Przyznam, lekko mnie zdziwiło to, co mi przed chwilą powiedział, że niby z powodu kogo miałbym zostać tu w tym miejscu? Przepraszam bardzo, ale o co mu w ogóle chodzi? Czasem naprawdę go nie pojmuje, czy on mi teraz próbuje wmówić, że go zdradzam lub chcę zdradzić? O nie, nie, na to się nie mogę zgodzić.
- Niby z powodu kogo lub czego miałbym tu zostać? Nie rozumiem, co próbujesz mi w tej sytuacji wmówić - Niezadowolony rzuciłem mu pełne obrazy spojrzenie, zastanawiając się nad tym, jak powinienem się teraz zachować, obrazić się czy jednak nie..
- No nie wiem, ten młody kelner wydawał się bardzo młody i przystojny, skąd wiem, czy nie miałbyś na niego ochoty, dla tego nie chcesz odejść z tego miejsca - No i to był cios poniżej pasa, jak on mógł mi coś takiego zarzucać? Czy ja to kiedyś zdradziłem? No nie, a czy zrobiłem coś, aby był o mnie zazdrosny? Jego zdaniem i owszem, ale moim nie, ja nigdy nie chciałem zrobić niczego wbrew jego osobie, dlaczego on tego nie rozumie? Co dziś w niego wstąpiło?
- Co? Ty chyba nie mówisz poważnie? - Zdziwiony aż przystanąłem, nie wiedząc jak mam na to zareagować, to co mówił, było przegięciem, szkoda tylko, że on tego nie dostrzegał.

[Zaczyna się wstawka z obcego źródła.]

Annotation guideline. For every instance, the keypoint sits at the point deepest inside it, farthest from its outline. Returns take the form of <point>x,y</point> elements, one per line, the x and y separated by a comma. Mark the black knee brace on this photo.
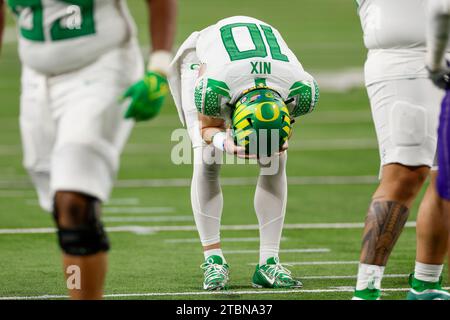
<point>85,237</point>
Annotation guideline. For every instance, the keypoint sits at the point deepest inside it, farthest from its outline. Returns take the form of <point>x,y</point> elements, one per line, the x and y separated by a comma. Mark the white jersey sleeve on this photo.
<point>240,53</point>
<point>60,36</point>
<point>438,32</point>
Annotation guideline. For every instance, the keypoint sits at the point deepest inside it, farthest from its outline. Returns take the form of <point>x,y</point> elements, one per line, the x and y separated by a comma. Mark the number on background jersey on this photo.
<point>256,35</point>
<point>77,22</point>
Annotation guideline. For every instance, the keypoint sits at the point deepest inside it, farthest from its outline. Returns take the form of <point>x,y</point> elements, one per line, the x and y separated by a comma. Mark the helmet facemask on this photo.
<point>261,122</point>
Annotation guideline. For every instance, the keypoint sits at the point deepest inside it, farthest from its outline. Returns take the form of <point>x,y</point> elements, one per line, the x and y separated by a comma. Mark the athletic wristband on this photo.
<point>160,61</point>
<point>219,140</point>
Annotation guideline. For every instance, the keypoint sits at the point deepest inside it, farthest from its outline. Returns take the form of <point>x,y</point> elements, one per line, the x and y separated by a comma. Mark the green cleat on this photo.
<point>423,290</point>
<point>367,294</point>
<point>215,273</point>
<point>274,275</point>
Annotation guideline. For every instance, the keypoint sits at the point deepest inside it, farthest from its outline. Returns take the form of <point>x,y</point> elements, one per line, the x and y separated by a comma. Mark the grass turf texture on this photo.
<point>326,36</point>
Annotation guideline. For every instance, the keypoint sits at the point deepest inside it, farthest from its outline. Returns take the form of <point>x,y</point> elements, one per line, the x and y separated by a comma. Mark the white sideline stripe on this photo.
<point>148,219</point>
<point>137,210</point>
<point>22,182</point>
<point>317,250</point>
<point>142,229</point>
<point>111,202</point>
<point>205,293</point>
<point>303,145</point>
<point>123,202</point>
<point>244,181</point>
<point>16,193</point>
<point>352,277</point>
<point>195,240</point>
<point>10,35</point>
<point>337,144</point>
<point>315,263</point>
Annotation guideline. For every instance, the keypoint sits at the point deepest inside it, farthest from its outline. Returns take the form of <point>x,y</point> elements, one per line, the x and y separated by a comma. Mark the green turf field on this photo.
<point>332,168</point>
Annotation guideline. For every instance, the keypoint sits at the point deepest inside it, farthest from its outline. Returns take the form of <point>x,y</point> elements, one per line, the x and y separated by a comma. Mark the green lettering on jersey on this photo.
<point>275,49</point>
<point>232,48</point>
<point>260,67</point>
<point>256,35</point>
<point>77,22</point>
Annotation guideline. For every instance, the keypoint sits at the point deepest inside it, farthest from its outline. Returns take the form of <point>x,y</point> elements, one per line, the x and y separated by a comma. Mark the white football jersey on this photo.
<point>394,33</point>
<point>57,36</point>
<point>240,53</point>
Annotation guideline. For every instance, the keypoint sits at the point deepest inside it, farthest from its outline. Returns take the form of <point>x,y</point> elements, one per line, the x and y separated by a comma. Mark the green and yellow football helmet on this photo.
<point>261,122</point>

- Mówię bardzo poważnie, gdyby tak nie było, chętnie byś wrócił do straży - Stwierdził, złoszcząc się na mnie, kiedy ja tak naprawdę nic złego nie zrobiłem, nawet nie patrzyłem na tego kelnera, ale on chyba sądzi inaczej, jak mamy trwać w zdrowym związku, kiedy on wiecznie w każdym widzi moją zdradę? To powoli staje się bardzo męczące.
- Wiesz, co jak masz zamiar opowiadać takie brednie, to lepiej wróć do rezydencji, połóż się do łóżka i idź spać, bo bredzisz, ale tak okropnie bredzisz, że słuchać coś nie mogę - Stwierdziłem, naprawdę na niego wściekły, mój narzeczony staje się coraz gorszy, a to sprawia mi nie tylko przykrość ale i wprowadza w złość.
- Oczywiście ja bredzę, ale to ty nie chcesz wrócić do straży - A on znów swoje, mój panie ależ on jest upierdliwy i zaczyna się robić męczący, zdecydowanie brakuje mu porządnej dawki snu.
- Nie chcę, bo będą na mnie tam krzywo patrzeć - Wyjaśniłem, mając nadzieję, że to do niego dotrze, oczywiście pragnę tam wrócić, ale nie wiem, czy dam sobie radę znosząc te wszystkie spojrzenia i nienawiść w oczach moich kolegów.
- Guzik prawda, chodzi ci o tego chłopca, na którego na pewno lecisz - Te słowa spowodowały, że już odechciało mi się z nim rozmawiać, nie będę tak dawał się traktować, albo to zrozumie, albo zostanie sam.
- O nie, tak ja z tobą rozmawiać nie będę, idę stąd sam wracaj do rezydencji, cześć - Mruknąłem, chcąc już pójść w swoją stronę, gdzie? To nie miało znaczenia skoro i tak go zdradzam to, co za różnica gdzie się wybiorę i tam będę obwiniany o to samo, a więc chyba nic złego się nie stanie.
- A ty się gdzie wybierasz? - Nagle się mną zainteresował, już go nie zdradzam?
- Gdzieś gdzie nie ma obrażonego księcia - Stwierdziłem, zostawiając go samego, nie f wraca do rezydencji, ja może wrócę wieczorem a może nawet i nie.